La Sorcière/Livre I/Chapitre X

Flammarion (Œuvres complètes de Jules Michelet, tome XXXVIIIp. 437-447).



X

CHARMES. — PHILTRES.


Qu’on ne se hâte pas de conclure du chapitre précédent que j’entreprends de blanchir, d’innocenter sans réserve, la sombre fiancée du Diable. Si elle fit souvent du bien, elle put faire beaucoup de mal. Nulle grande puissance qui n’abuse. Et celle-ci eut trois siècles où elle régna vraiment dans l’entracte des deux mondes, l’ancien mourant et le nouveau ayant peine à commencer. L’Église, qui retrouvera quelque force (au moins de combat) dans les luttes du seizième siècle, au quatorzième est dans la boue. Lisez le portrait véridique qu’en fait Clémengis. La noblesse, si fièrement parée des armures nouvelles, d’autant plus lourdement tombe à Crécy, Poitiers, Azincourt. Tous les nobles à la fin prisonniers en Angleterre ! Quel sujet de dérision ! Bourgeois et paysans même s’en moquent, haussent les épaules. L’absence générale des seigneurs n’encouragea pas peu, je pense, les réunions du sabbat, qui toujours avaient eu lieu, mais purent alors devenir d’immenses fêtes populaires.

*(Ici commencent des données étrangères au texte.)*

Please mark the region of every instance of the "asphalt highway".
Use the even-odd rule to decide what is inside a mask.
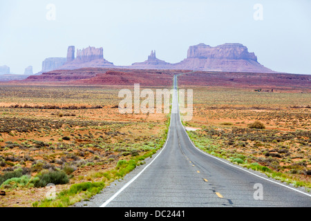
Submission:
[[[176,77],[174,89],[164,146],[102,207],[311,206],[310,193],[194,146],[180,122]]]

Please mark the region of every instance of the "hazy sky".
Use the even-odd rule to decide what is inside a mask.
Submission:
[[[310,0],[0,0],[0,66],[35,73],[71,45],[103,47],[115,65],[144,61],[151,50],[177,63],[190,46],[241,43],[270,69],[311,74],[310,10]]]

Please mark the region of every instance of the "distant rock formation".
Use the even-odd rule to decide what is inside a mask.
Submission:
[[[42,72],[55,70],[74,70],[83,68],[118,68],[135,69],[175,69],[204,71],[276,73],[257,61],[254,52],[241,44],[224,44],[211,47],[203,43],[189,48],[187,58],[180,62],[170,64],[156,57],[151,50],[148,59],[131,66],[114,66],[104,59],[103,48],[88,46],[77,49],[68,48],[66,58],[48,58],[42,64]]]
[[[48,72],[58,69],[67,61],[66,57],[49,57],[42,62],[42,72]]]
[[[10,74],[10,67],[6,65],[0,66],[0,75],[8,75]]]
[[[88,62],[93,60],[103,59],[102,48],[96,48],[88,46],[88,48],[82,50],[77,49],[77,59],[82,62]]]
[[[32,66],[30,66],[25,68],[25,72],[23,73],[25,75],[32,75]]]
[[[156,56],[156,50],[151,50],[148,56],[148,59],[144,62],[136,62],[132,64],[131,68],[142,69],[169,69],[171,64],[158,59]]]
[[[67,62],[73,61],[75,59],[75,46],[69,46],[67,50]]]
[[[275,73],[257,61],[254,52],[241,44],[211,47],[202,43],[190,46],[187,57],[174,64],[176,69],[224,72]]]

Quelle puissance que celle de la bien-aimée de Satan, qui guérit, prédit, devine, évoque les âmes des morts, qui peut vous jeter un sort, vous changer en lièvre, en loup, vous faire trouver un trésor, et, bien plus, vous faire aimer !… Épouvantable pouvoir qui réunit tous les autres ! Comment une âme violente, le plus souvent ulcérée, parfois devenue très perverse, n’en eût-elle pas usé pour la haine et pour la vengeance, et parfois pour un plaisir de malice ou d’impureté ?

Tout ce qu’on disait jadis au confesseur, on le lui dit. Non-seulement les péchés qu’on a faits, mais ceux qu’on veut faire. Elle tient chacun par son secret honteux, l’aveu des plus fangeux désirs. On lui confie à la fois les maux physiques et ceux de l’âme, les concupiscences ardentes d’un sang âcre et enflammé, envies pressantes, furieuses, fines aiguilles dont on est piqué, repiqué.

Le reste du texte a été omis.